The invisible government tends to be concentrated in the hands of the few because of the expense of manipulating the social machinery which controls the opinions and habits of the masses. To advertise on a scale which will reach fifty million persons is expensive. To reach and persuade the group leaders who dictate the public’s thoughts and actions is likewise expensive.

For this reason there is an increasing tendency to concentrate the functions of propaganda in the hands of the propaganda specialist. This specialist is more and more assuming a distinct place and function in our natural life.

- Edward Bernays, Propaganda

To Baldeziwurlekistanians, dog is a delicacy

With short stories it’s a short distance between the fascinating and the simply pointless. With little time to build characters or plots, the focus is often on cleverness, confusion and mood. Something weird and moody happens. Then it gets weirder and moodier. THE END.

Kelly Link illustrates this problem with Magic for Beginners. The two stories I finished are original and well written, possibly even brilliant. But it’s a kind of brilliance that does little for me. The stories are merely .. inventive. Pointless. I’m not looking for a moral, or adventure, just something to pull me in. It’s not far off, it just doesn’t click.

I’ve read a lot of bad short stories by writers who want to be Ray Bradbury, but that isn’t the problem here. Kelly Link follows that same genre-agnostic SF tradition, but unlike just about everybody else she does it really well. If you are going to read a modern SF short story collection, it should probably be this one. It’s won her prizes and a lot of fans.

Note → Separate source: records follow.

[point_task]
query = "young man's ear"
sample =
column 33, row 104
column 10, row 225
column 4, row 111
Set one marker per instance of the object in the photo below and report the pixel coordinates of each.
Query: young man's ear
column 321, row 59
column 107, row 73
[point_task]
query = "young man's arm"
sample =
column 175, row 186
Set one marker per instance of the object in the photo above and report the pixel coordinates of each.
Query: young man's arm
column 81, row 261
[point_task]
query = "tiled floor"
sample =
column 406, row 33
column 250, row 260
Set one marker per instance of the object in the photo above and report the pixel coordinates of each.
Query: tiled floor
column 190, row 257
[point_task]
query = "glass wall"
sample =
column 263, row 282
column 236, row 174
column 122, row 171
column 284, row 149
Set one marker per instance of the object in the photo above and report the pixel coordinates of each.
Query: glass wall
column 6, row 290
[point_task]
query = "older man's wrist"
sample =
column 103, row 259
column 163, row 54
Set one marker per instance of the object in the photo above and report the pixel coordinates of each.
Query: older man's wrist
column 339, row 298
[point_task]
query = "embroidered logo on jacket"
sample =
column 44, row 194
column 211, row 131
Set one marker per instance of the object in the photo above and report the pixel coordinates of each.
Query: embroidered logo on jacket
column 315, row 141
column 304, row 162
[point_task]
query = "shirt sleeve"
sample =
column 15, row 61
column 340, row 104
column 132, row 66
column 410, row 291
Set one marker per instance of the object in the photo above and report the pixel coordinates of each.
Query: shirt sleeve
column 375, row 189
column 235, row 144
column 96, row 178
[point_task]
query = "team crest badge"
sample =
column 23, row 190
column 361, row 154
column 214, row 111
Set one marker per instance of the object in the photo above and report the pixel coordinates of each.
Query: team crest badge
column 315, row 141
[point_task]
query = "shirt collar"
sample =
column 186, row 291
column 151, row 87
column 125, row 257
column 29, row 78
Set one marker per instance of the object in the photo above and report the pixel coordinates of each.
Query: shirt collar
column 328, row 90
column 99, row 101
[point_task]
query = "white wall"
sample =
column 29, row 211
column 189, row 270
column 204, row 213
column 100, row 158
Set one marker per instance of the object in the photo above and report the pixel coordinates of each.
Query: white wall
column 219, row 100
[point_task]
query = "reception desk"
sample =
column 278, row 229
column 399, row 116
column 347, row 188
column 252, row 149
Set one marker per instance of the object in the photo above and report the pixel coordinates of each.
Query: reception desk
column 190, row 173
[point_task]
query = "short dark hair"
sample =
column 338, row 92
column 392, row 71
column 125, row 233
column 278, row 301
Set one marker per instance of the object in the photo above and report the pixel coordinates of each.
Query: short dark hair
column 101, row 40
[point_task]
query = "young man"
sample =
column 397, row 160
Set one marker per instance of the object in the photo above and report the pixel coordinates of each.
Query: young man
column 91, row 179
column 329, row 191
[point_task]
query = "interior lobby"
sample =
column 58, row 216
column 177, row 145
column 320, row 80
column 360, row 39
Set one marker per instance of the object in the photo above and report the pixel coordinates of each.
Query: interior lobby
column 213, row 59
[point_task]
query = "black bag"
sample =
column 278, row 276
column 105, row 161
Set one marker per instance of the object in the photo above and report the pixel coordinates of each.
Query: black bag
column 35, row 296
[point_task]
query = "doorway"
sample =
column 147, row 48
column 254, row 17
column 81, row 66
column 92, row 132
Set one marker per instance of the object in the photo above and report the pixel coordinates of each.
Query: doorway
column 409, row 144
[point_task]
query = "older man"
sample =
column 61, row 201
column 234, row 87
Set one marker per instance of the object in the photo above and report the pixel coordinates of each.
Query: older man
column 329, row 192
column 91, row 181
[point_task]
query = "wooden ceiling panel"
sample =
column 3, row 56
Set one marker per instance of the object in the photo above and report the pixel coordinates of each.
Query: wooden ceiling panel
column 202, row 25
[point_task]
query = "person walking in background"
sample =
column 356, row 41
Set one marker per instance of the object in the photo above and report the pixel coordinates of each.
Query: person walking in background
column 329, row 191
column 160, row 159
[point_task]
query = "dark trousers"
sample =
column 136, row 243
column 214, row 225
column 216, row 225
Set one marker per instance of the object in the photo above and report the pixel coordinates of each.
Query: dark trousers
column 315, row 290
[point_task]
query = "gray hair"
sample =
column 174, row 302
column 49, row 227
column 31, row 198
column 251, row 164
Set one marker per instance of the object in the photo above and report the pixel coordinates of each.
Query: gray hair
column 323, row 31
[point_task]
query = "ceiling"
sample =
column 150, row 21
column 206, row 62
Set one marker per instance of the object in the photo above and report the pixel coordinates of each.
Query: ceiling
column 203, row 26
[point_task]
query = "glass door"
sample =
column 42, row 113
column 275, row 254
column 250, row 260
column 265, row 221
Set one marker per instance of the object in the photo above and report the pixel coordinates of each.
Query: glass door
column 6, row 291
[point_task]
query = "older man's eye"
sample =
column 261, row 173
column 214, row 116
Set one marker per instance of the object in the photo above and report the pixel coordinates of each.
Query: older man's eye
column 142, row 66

But how about trying some older stories instead?

Life on the outside ain’t what it used to be

Superjail is the most psychotic cartoon I have ever seen. Superjail is the world’s toughest jail, run on a hobby basis by The Warden, the evil Willy Wonka of prison reform. “Violent” feels like such an empty word to describe this with. You’ve seen violence. This isn’t violence. It’s pscyhotic pychedelia.

Words .. superflous. Except, if I may: LOL.